Being on a budget shouldn’t persuade you from building your dream garage workshop. You can still put together an awesome garage workshop, with gently used tools and storage equipment. Just be patient, stick to your budget, and hold out for quality products.
Here are some tips for building your garage workshop on a budget.
Craigslist’s free section is a gold mine. It’s often full of excess building supplies and neglected tools and workbenches.
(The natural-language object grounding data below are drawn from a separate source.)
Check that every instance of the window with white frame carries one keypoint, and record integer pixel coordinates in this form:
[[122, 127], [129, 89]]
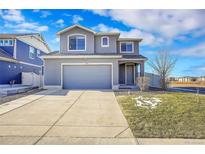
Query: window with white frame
[[31, 52], [126, 47], [105, 41], [6, 42], [77, 42], [38, 52]]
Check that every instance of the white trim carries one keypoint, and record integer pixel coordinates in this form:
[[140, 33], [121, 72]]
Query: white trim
[[69, 42], [126, 51], [73, 26], [108, 41], [52, 87], [124, 59], [21, 62], [81, 56], [8, 59], [78, 64]]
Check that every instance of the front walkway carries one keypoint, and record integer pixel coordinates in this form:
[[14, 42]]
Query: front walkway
[[64, 117]]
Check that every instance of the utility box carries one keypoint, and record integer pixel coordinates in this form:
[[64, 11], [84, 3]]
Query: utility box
[[30, 79]]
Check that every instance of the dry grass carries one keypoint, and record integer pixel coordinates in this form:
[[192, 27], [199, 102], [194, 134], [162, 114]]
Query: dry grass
[[187, 84], [179, 115]]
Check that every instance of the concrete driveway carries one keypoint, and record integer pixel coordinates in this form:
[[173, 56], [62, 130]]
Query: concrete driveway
[[64, 117]]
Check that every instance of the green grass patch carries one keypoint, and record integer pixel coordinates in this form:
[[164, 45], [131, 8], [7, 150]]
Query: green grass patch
[[179, 115]]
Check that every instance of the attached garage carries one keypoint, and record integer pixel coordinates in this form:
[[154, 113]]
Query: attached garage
[[87, 76]]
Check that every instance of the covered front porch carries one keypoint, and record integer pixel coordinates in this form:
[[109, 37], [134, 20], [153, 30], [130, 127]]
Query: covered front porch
[[128, 73]]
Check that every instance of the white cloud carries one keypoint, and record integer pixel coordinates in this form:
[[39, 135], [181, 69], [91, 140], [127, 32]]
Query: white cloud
[[26, 27], [15, 20], [66, 14], [36, 10], [60, 23], [77, 19], [167, 24], [12, 15], [56, 40], [45, 14], [104, 28], [148, 38], [101, 12], [196, 51]]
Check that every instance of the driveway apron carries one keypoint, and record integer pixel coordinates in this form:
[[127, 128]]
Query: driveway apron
[[66, 117]]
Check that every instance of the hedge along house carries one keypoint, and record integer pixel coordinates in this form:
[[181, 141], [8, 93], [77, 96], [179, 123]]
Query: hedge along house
[[20, 53], [93, 60]]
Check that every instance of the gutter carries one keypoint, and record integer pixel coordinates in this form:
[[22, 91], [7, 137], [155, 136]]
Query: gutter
[[8, 59], [82, 56]]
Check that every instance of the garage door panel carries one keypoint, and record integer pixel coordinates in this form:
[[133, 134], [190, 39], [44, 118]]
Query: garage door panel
[[87, 77]]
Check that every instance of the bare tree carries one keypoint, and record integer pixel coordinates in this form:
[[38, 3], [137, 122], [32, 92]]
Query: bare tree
[[143, 83], [163, 64]]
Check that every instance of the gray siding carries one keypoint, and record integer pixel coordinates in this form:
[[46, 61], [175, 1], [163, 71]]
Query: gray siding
[[136, 47], [112, 45], [89, 41], [53, 69]]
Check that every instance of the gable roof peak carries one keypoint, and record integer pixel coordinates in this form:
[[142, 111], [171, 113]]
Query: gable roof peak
[[74, 26]]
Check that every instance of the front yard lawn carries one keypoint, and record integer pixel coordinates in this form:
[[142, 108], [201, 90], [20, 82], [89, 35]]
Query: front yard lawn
[[177, 115]]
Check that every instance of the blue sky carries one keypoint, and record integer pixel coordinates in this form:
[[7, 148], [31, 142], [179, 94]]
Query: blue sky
[[181, 32]]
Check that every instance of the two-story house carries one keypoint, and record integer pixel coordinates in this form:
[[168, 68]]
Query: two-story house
[[93, 60], [20, 53]]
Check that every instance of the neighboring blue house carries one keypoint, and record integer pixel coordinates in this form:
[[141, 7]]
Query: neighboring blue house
[[20, 53]]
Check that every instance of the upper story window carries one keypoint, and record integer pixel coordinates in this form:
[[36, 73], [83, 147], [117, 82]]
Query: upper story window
[[6, 42], [38, 53], [31, 52], [105, 41], [76, 42], [126, 47]]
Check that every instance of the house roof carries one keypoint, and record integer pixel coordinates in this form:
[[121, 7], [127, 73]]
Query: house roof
[[13, 36], [134, 57], [124, 57], [98, 33], [74, 26], [130, 39], [20, 36], [5, 56], [107, 33]]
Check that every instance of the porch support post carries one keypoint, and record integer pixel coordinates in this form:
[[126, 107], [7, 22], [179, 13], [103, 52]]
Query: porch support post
[[142, 69]]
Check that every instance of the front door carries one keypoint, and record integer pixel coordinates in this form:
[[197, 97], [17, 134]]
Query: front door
[[130, 74]]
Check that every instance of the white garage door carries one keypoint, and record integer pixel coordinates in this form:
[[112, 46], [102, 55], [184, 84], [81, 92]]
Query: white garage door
[[87, 77]]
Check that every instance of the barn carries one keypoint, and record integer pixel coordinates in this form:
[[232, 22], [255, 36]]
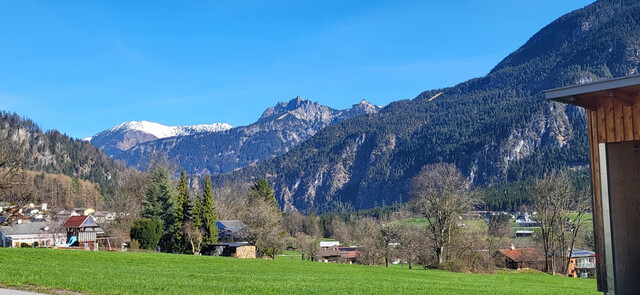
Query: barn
[[613, 119]]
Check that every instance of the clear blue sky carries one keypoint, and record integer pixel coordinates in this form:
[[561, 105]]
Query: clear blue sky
[[85, 66]]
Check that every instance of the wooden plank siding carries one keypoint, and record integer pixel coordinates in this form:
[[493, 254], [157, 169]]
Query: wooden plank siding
[[598, 225], [611, 121], [616, 121]]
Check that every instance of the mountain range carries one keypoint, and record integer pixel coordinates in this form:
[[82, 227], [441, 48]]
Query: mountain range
[[496, 129], [126, 135], [218, 148]]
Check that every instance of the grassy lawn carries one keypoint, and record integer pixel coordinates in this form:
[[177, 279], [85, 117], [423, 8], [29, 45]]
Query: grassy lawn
[[156, 273]]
If you live in cold weather fishing area, wait until the end of winter and talk to some local ice-fishermen about their sink shanties; you’ll probably find at least one who’s willing to part with his aging shanty for the low, low price of “get it out of here before the ice melts.” One shanty will build one very good-sized workbench, typically 8’x4’, with a couple of shelves.
An old chest of drawers – yours or someone else’s – makes a good stand for your toolbox, and the drawers can hold the non-mobile tools. Older or cheaper chests will need to have the drawer-bottom shored up, or else your tools will fall into the drawer below, and the dropped bottom will make it impossible to open the drawer.
Honestly, don’t skimp if you don’t have to. Extension cords are a dangerous trip and cut hazards, and are just generally a pain in the ass. They often don’t have the capacity for higher-powered devices, either. But if you’re renting and can’t modify your space, you gotta do what you gotta do. Well-placed power strips can help, but again, be mindful of capacity.
If you can’t afford (or aren’t allowed) to liberally sprinkle your space with lighting fixtures, you’re going to want to focus on task lighting: one light that is bright, positionable, and portable. Again, used is a great way to go: going-out-of-business companies will often have long fixtures, and a draftsman’s table light is an excellent mounted task light for your bench. But skimping out on a good task light is one of those false economies: you’ll waste more time squinting and feeling and not knowing what the hell is going on than it’s worth.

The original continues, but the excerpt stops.